Given his circumstances, it was impossible to pass up this gift from Providence. He might have been generous with that family and their newborn, oh yes, he might have let them continue on their way. But there was no way now. He’d been wronged and intended to set things right.
He lowered the rock, leaving it by the side of the house. What he had to do was locate the slave catchers. The capture—no, the reclamation—would be best if it happened fast, before the parents developed too strong an attachment to the babe. As of morning, they would be headed to their rightful place, their lawful place. His hands were tied. After all, if he did not get the reward money, someone else would.
CHAPTER THIRTY-FIVE
SYLVANUS THREW ONE of the final buckets of water on the fire that had eaten through Horace’s home. The little shack was now no more than a pile of blackened cinders and wet ash. The blaze had been beaten and no other building had been damaged. He looked around and saw Horace trudging down the street like a man in a dream.

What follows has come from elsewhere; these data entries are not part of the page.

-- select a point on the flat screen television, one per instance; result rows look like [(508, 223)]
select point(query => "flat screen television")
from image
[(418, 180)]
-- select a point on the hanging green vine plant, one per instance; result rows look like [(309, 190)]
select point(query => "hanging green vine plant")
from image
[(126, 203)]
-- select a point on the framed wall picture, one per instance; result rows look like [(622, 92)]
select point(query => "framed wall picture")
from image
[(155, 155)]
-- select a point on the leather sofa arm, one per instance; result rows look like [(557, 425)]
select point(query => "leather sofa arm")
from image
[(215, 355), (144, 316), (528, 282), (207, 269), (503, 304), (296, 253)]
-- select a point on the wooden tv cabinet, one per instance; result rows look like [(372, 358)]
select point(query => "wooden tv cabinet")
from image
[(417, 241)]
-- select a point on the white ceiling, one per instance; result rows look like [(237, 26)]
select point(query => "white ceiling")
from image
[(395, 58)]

“I’m sorry, Brother Horace.” Sylvanus caught up to him a little out of breath. “Didst thou save anything?”
“Everything I got you see right here,” said Horace, raising his empty hands.

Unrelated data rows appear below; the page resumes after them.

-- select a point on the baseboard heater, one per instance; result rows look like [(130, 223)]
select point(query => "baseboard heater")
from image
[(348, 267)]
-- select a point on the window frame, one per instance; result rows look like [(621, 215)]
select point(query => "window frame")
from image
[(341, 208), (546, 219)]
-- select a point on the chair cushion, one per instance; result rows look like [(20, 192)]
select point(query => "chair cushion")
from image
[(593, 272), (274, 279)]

“How about thy fish cart? Did it survive?”
“They’s just gonna burn that up too,” said Horace.
Sylvanus put his arm across the man’s shoulders. “Dost thou know who committed the act?”
“I say it’s that slaver.”
“Thou art in danger of further violence.” Sylvanus thought for a moment. “Brother Stewart left
these coins.” He put them into Horace’s palm. “Thou art burned. Come and stay with me. I will butter thy injuries.”

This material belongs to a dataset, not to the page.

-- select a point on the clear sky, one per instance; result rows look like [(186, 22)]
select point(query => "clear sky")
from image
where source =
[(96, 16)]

“I’m staying right here,” said Horace, turning back.
“Stay with me, at least until the convention is concluded.”
Horace looked at him, surprised. He tried to speak, but his voice cracked and he began to cough.
Sylvanus patted his back. “Come, come. At least let me feed thee breakfast. I’m told my bread has restorative properties.” He led Horace to the bakery.
After Sylvanus wrapped Horace’s hands in bandages and fed him, he left to make his early morning deliveries. Horace stretched out on the cot near the still-warm oven, but found it hard to sleep. Whereas his shack had been filled with odds and ends, this place had only a few necessities—the domed oven, a nearby stack of wood, worktables, a set of drawers, a few pots and dishes, and the pegs for the baker’s clothing. There was almost nothing at which to look.
All his thoughts were on the ashes of his home and his dashed dreams of securing a lift in life. The cart remained, but for how long? Even if he had known Hickox’s plans, how could he defend his property? The slavers had guns. All he had were fishing poles—at least he used to have fishing poles. A man couldn’t even keep himself alive without poles, and salt to preserve what he caught. Everybody needed a place to be warm and to secure food from thieves and dogs. That damn slaver still believed Horace knew something and could get around Maggie. Certainly she would rather die than let them capture someone under her protection. But sometimes she shut the door—even to him. And having runaways in the house? Well, she’d be extra cautious. And that yellow-haired doctor, hadn’t he really brought the trouble to Maggie’s kitchen? He treated her no better than a slave. Why should he benefit from the $150? The doctor’s obvious disgust for Maggie made him want to see the man in the gutter, or his grave.